Between January and March this year, about 22 state governors could not attract any form of fresh investments into their states, an analysis of the capital importation report has revealed.

The capital importation report, prepared by the National Bureau of Statistics, contains the total amount of fresh investments attracted into the Nigerian economy during a particular period of time.

In the report, which was obtained by our correspondent in Abuja, the NBS revealed that none of the 22 states contributed to the entire $6.3bn (N2.26tn), which the federation attracted during the three-month period.

The states that could not attract any form of investment inflow are Abia, Bayelsa, Ebonyi, Edo, Ekiti, Gombe, Imo, Jigawa, Kaduna and Zamfara.

Others are Yobe, Taraba, Sokoto, Plateau, Niger, Nasarawa, Kwara, Kogi, Kebbi, Katsina, Ondo and Osun.
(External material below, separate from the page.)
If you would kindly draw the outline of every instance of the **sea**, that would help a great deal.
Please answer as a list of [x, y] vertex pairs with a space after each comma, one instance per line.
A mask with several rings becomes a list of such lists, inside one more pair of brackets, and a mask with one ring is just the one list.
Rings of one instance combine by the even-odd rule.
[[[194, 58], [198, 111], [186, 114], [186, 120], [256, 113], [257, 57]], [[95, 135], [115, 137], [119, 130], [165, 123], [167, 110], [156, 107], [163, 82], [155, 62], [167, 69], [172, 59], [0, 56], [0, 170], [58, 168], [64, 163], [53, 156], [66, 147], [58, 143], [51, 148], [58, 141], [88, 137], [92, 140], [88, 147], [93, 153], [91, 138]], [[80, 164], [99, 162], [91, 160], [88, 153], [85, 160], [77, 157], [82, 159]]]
Based on the analysis of the report, only 15 state governments were able to secure fresh investments in the first quarter of this year.

The Federal Capital Territory led with a total investment of $3.54bn in the three-month period.

The $3.54bn represented about 56.2 per cent of the entire $6.3bn, which the federation attracted during the period under review.

A breakdown of the figures showed that the FCT attracted the sum of $1.62bn in January, $782.2m in February and $1.14bn in March.

Lagos State attracted $2.67bn, followed by Akwa Ibom, which had $43.62m.

Lagos State’s $2.67bn investments came thus; $948.19m in January, $836.43m in February and $882.21m in March.

In the same vein, Ogun attracted a total investment of $24.81m; Oyo, $8.63m; Anambra, $5m; while Adamawa, Bauchi, Benue and Borno states each attracted $2m investment inflows.

Others are Kano, $1.23m; Delta, $399,940; Rivers, $361,111; Cross River, $230,000; and Enugu, $1,632.

The Executive Secretary, Nigeria Investment Promotion Commission, Yewande Sadiku, last week said the agency was working with states to make them more attractive to investors.

She stated that the commission currently had a seamless collaboration with the states to enable it to monitor closely investments inflow into the country as a one-stop centre.

Sadiku stated, “We are interested in seeing more Nigerians invest in the country, and we have a Domestic Direct Investment model now in the commission, and we are working with the National Bureau of Statistics to track investments inflow into the country.

“The current efforts of the NIPC in working more closely with the states is to increase the level of investment inflow into the country and to ensure seamless collaboration and proper tracking.”